The general's decision doesn't sit well with Lt. Kane Sommerville (Daniel MacPherson), a mercenary working for Lynex but definitely not a Colonial Marine, with a young daughter (Teagan Croft) on the surface, whom he barely knows and whose name is
Indi and definitely not Newt. Against orders, Kane pilots a shuttle to the surface to rescue the girl, while an ominous countdown to the blast periodically flashes on the screen in the style of 24—although it isn't quite the same as
Alien and Aliens, since the countdown isn't solemnly intoned by a computer-generated monotone. On the surface, Kane joins forces with an escaped convict (Kellan Lutz) whose name is Sy Lombrok and certainly not Dillon.
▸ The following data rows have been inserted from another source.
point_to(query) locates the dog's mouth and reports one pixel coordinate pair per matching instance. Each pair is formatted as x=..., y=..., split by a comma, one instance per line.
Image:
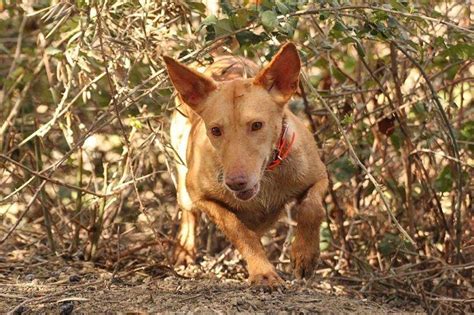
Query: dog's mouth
x=248, y=193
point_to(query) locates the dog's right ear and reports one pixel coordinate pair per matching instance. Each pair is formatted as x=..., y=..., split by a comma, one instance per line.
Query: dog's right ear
x=192, y=86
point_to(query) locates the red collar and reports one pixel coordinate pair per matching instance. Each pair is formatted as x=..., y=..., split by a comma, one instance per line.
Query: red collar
x=283, y=148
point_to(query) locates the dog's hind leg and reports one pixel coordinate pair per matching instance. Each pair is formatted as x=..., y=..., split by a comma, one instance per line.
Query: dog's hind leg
x=309, y=216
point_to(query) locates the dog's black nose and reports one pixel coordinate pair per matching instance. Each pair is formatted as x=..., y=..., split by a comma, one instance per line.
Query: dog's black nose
x=236, y=183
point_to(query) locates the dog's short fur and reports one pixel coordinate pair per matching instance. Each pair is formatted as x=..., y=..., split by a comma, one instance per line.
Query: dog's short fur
x=227, y=130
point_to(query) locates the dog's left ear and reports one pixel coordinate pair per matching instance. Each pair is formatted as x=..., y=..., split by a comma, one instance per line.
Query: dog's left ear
x=281, y=76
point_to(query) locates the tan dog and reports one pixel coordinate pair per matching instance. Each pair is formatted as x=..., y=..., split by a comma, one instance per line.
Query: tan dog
x=247, y=156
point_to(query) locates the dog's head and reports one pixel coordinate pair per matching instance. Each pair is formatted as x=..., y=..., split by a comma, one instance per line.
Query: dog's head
x=243, y=117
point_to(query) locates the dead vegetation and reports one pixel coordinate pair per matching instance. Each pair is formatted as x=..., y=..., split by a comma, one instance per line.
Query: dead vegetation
x=85, y=168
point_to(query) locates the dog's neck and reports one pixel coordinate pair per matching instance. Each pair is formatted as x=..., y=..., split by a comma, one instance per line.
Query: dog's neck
x=283, y=146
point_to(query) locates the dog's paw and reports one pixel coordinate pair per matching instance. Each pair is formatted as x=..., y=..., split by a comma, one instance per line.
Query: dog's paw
x=183, y=257
x=304, y=262
x=269, y=280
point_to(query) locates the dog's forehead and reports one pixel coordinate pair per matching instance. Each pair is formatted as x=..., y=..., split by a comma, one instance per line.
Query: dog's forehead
x=239, y=99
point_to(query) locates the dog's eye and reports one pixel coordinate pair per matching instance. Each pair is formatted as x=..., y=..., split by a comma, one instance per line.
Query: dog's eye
x=257, y=125
x=216, y=131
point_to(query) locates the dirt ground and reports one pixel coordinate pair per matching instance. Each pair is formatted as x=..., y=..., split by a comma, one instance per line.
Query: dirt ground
x=32, y=283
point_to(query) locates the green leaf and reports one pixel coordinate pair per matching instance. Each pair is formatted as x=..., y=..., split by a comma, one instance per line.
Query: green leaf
x=282, y=7
x=241, y=18
x=444, y=181
x=197, y=7
x=249, y=38
x=223, y=27
x=210, y=20
x=269, y=20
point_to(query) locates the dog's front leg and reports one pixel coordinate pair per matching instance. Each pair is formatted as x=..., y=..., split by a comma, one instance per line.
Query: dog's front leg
x=309, y=216
x=247, y=242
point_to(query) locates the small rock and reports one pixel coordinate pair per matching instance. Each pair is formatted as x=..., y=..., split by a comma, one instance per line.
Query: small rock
x=20, y=309
x=66, y=308
x=74, y=278
x=29, y=277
Switching out of
the Alien franchise, Osiris dips into the wellspring of all contemporary dystopian tales filmed in Australia by sending Kane and Sy across blighted desert landscapes inhabited by outlaws straight from George Miller's Mad Max
franchise. The most memorable are Gyp and Bill (Isabel Lucas and Luke Ford), a pair who could have been part of Toecutter's crew in the original Mad Max and whose vehicle is necessary if Kane and Sy are to have any hope of reaching Indi in
time.
Abbess and Cachia chop up their tale into seven chapters with portentous titles like "Manifest Destiny" and "Original Sin", and they use this elaborate scaffolding to jump backward and forward in time. It's a weighty and distracting apparatus to impose on
the movie's slim ninety-minute running time, especially once you realize that it's nothing more than a series of tarted-up flashbacks. Osiris' creators are hardly the first storytellers to discover the utility of withholding a character's
background until a strategic point in the tale when you want the audience to reevaluate what's already been shown, but in the extras they talk like it's a brand-new technique of which they're the proud inventors. The real trick is to introduce such
revelations fluidly, without a lot of fanfare, so that the character revelations don't get buried under the filmmakers' machinations. Maybe next time.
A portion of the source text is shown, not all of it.